L’Orfeo

Claudio Monteverdi, L’Orfeo

★★★☆☆

Monaco, Prinzeregententheater, 27 luglio 2014

(video streaming)

L’Orfeo umano, troppo umano di Bösch

Ci sono registi che hanno una specificità tale da sconfinare nella prevedibilità: dopo poche immagini, se non addirittura dopo aver visto alcune istantanee dello spettacolo, già si capisce con chi si ha a che fare. Due metteur en scène completamente diversi che rispondono a questa descrizione sono Robert Wilson e David Bösch. Del secondo, il giovane regista di Lubecca, già sappiamo che l’ambientazione sarà più o meno trash, i costumi contemporanei e trasandati, la recitazione vivace, la drammaturgia disinvolta.

L’Orfeo della Bayerisches Staatsoper messo in scena da Bösch è dunque ambientato in un panorama post-apocalittico (le scene sono di Patrick Bannwart) dove una comunità di hippie un po’ trucidi si spostano con l’iconico furgone Volkswagen T2. Un cartello indica nel 27 luglio 1974 la data della vicenda, il matrimonio tra Orfeo ed Euridice e l’incongrua lira è un regalo di nozze degli amici. Orfeo è il meno variopinto del gruppo –  ma sarebbe stato difficile immaginare Christian Gerhaher quale maturo “figlio dei fiori”. In questo desolato paesaggio lunare le margheritone che salgono da terra sembrano ventilatori dalle pale di latta i cui petali cadranno alla seconda morte di Euridice.

Se nella prima parte, gli atti primo e secondo, la drammaturgia di Rainer Karlitschek ben si adatta all’atmosfera spensierata della festa – il ballo, l’alcol, la droga , il sesso – nella seconda gli aspetti macabri da Halloween di periferia dell’oltretomba cominciano a mostrare la corda e il Plutone irsuto, lercio e dalle corna segate perde ogni nobiltà di dio degl’inferi. Inferi cui si accede con un ironico tappeto rosso. A questo punto diventa accettabile che Caronte sia su quello che è rimasto di un taxi.

Ivor Bolton guida la Monteverdi-Continuo-Ensemble rimpolpata con elementi della Bayerische Staatsorchester con classica compostezza e un robusto continuo. Chissà quale finale sceglierà il direttore, viene da domandarsi: la scena delle baccanti o la discesa di Apollo?

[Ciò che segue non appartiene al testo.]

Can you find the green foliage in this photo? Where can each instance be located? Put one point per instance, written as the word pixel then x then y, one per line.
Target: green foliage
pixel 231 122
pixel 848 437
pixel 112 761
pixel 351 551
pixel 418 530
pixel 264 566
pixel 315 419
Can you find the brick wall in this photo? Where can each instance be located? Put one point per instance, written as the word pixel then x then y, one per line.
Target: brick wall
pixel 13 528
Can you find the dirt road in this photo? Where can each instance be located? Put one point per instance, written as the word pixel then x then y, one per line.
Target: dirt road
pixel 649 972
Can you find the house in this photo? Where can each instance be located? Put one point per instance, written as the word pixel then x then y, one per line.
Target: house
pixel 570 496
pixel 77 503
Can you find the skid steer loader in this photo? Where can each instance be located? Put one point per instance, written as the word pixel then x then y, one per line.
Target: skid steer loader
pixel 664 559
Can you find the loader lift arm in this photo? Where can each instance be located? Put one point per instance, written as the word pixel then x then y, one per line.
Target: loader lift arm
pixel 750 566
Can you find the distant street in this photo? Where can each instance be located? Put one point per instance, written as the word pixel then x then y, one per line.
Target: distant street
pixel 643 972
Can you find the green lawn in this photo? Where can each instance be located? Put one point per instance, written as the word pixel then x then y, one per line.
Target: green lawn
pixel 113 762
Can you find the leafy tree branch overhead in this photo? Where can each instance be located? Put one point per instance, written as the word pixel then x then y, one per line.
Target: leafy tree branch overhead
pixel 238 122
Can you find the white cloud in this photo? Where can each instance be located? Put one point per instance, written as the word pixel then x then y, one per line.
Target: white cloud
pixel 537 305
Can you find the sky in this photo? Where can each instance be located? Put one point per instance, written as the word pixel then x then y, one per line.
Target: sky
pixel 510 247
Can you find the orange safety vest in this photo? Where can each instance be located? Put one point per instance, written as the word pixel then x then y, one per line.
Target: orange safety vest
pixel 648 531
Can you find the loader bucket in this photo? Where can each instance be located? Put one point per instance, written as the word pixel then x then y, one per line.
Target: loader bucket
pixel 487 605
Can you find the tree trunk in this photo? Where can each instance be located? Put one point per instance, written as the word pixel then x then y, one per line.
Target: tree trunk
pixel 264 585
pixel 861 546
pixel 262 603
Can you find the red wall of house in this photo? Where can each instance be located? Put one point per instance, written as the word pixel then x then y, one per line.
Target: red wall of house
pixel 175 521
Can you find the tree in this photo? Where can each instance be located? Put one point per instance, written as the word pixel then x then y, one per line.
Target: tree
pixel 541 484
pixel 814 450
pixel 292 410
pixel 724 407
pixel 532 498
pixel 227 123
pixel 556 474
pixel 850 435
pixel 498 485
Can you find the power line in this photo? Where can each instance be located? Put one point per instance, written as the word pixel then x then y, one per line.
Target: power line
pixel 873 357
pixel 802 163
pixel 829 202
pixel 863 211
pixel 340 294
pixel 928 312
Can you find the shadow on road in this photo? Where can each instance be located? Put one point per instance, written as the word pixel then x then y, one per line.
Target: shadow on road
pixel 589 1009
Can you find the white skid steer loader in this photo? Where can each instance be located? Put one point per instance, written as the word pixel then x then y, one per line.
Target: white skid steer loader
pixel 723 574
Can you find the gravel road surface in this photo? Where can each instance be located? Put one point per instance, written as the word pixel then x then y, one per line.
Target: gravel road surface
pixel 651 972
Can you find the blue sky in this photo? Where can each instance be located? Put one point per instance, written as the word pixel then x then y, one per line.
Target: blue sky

Il secondo, ma scenicamente è del tutto insoddisfacente e completamente avulso dal testo senza proporne però una lettura alternativa convincente: l’Apollo che canta «Muovo dal ciel» è un barbone con stampella e vestito di stracci (che poi l’interprete abbia la metà degli anni di quello di Orfeo è un altro problema) e la soluzione che propone al “figlio” è di tagliarsi le vene e darsi la morte così da scendere con la sposa nella tomba. Un po’ troppo ordinario per un mito classico e per l’opera con cui nasce il melodramma, atto della cui rilevanza sembra importare meno che niente al regista.

Il cast è stratosfericamente dominato dall’Orfeo di Christian Gerhaher, che infonde nel recitar cantando la sua somma sensibilità liederistica: ogni parola ha il suo giusto accenno, il canto è quasi sempre a mezza voce, la dizione meglio di un italiano madrelingua – talmente giusta che salta all’orecchio una piccola imperfezione: ‘siéno’ invece di ‘síeno’, ma è veramente l’unica. L’Euridice di Anna Virivlansky non lascia il segno vocalmente, ma la parte è talmente ridotta e la presenza scenica compensa grandemente. Più convincente Angela Brower, Musica/Speranza dalle ali di cellophane, gli abiti sbrindellati e un triste ukulele nella valigia. Anna Bonitatibus è al solito Anna Bonitatibus, più che Messaggera/Proserpina, vibrato ed esposizione manierata sono quelli di sempre. Vocalmente un po’ sopra le righe il primo pastore di Mathias Vidal e giustamente impressionante il Caronte di Andrea Mastroni. Coro smilzo e talora un tantino sguaiato quello della Zürchner Singakademie.